I don’t just mean the GOP, but the “tea-baggers”, “birthers”, “death-panelists” and all those who would throw common decency and compassion under the bus for political gain.
When did it become patriotic to oppose the President because he is black, liberal, Democratic or whatever else he may be?
When did it become Christian to other Christians to pray for Obama’s death, for “his wife to be a widow and his children fatherless”?
When did it become Christian, patriotic or even acceptable to condemn society’s most vulnerable—children, the poor and the elderly—to lives of pain and misery, and deaths from preventable illnesses, in the name of “fiscal conservatism”?
The latest numbers show that the proposed health plan will lower our deficit during the next decade. It will increase productivity.
More importantly, what does it say about us as a nation, if we’re willing to do this?
On 26 September, I watched as more than two-thousand ill and fearful people crowded Houston’s Reliant Center, not for an exhibition of new technology or a chance to win a car, but the chance to see a doctor.
I saw natural-born U.S. citizens—most of whom were born in this very city—being treated in exam areas fashioned from curtains and cloth panels.
It was like being in a third-world nation, yet it was less than thirty kilometers from my parents’ house.
People received dental work, cardiac evaluations, treatment for diabetes and its related wounds. Some even received the news that it was too late; their cancers and cardiac disease could have been detected and treated with routine medical exams, but not now.
This scene has played out in other major cities, and has been funded by donations from a variety of organizations, including MSNBC.

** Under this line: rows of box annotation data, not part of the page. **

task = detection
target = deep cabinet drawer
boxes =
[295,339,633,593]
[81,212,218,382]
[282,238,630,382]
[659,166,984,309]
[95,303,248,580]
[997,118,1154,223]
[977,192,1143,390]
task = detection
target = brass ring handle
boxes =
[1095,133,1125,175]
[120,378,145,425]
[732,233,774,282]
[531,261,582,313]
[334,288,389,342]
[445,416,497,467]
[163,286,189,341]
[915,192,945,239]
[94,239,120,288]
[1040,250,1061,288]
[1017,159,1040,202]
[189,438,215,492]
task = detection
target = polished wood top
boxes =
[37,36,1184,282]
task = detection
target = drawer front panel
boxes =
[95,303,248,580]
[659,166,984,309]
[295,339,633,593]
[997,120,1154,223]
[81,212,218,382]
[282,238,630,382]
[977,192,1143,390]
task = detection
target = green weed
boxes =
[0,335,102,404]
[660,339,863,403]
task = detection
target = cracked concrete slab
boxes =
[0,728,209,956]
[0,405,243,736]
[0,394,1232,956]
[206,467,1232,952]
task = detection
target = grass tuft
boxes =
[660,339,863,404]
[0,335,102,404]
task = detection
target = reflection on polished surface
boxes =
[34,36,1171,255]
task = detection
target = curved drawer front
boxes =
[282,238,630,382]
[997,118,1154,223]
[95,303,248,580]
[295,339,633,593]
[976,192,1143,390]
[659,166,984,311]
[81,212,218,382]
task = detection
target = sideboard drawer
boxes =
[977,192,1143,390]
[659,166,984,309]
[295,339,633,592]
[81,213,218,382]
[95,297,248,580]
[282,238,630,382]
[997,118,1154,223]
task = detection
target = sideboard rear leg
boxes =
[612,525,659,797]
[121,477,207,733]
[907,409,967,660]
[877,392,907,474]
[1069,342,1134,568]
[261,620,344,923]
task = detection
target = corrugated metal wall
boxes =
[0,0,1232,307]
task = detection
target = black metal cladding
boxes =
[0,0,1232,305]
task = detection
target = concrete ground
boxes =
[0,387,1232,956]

During the past several months, I’ve noticed two things about the blistering, withering and increasingly deceptive criticism of the proposed health-care reform plan:
1—Those who yell the loudest tend to be well-insured. They tend to have stable employment, enjoy access to doctors, upon request and have nothing to lose from the health-care plan. I repeat…they have nothing to lose from the health-care plan.
We are trying to establish a two-tier system, not “socialized” medicine. These same scatologically fallacious arguments were used to oppose Medicare until it finally passed in the 1960’s
2—The Representatives, Senators and media pundits who criticize the plan the loudest haven’t anything constructive to say.
It’s easy enough to stand on the sidelines, beer in hand, and scream at players about their mother’s sexual prowness or their incestuous proclivities. Drunken football and baseball fans do this with depressing regularity.
It’s quite a different thing to say “no, that isn’t right…let’s do it this way”.
The right has offered no plan, no ideas to modify the proposed plan, other than attaching an amendment effectively banning abortions.
I welcome any criticism which my friends on the right may feel to be relevant, but it must be constructive criticism.
I do not want to hear:
1—The gospel according to Glenn Beck, Bill O’Reilly or Rush Limbaugh.
2—Anything Orly Taitz, Andrea Mackris, Representative Virginia Foxx, Sarah Palin or Representative Michele Bachmann have to say.
3—Anything from an Astroturf organization. (FreedomWorks and the 60 Plus Association are notable examples of this U.S. political subspecies.)
In short, I want a factual refutation of the plan, and by that, I mean you must have an alternative for every detail to which you object.
Think of this as a term-paper.
In fact, I don’t care if your response is lengthy enough that it requires a blog-entry.
Just send me the link to the blog, keep it open so that I may reply, and expect me to repost my reply on my blog.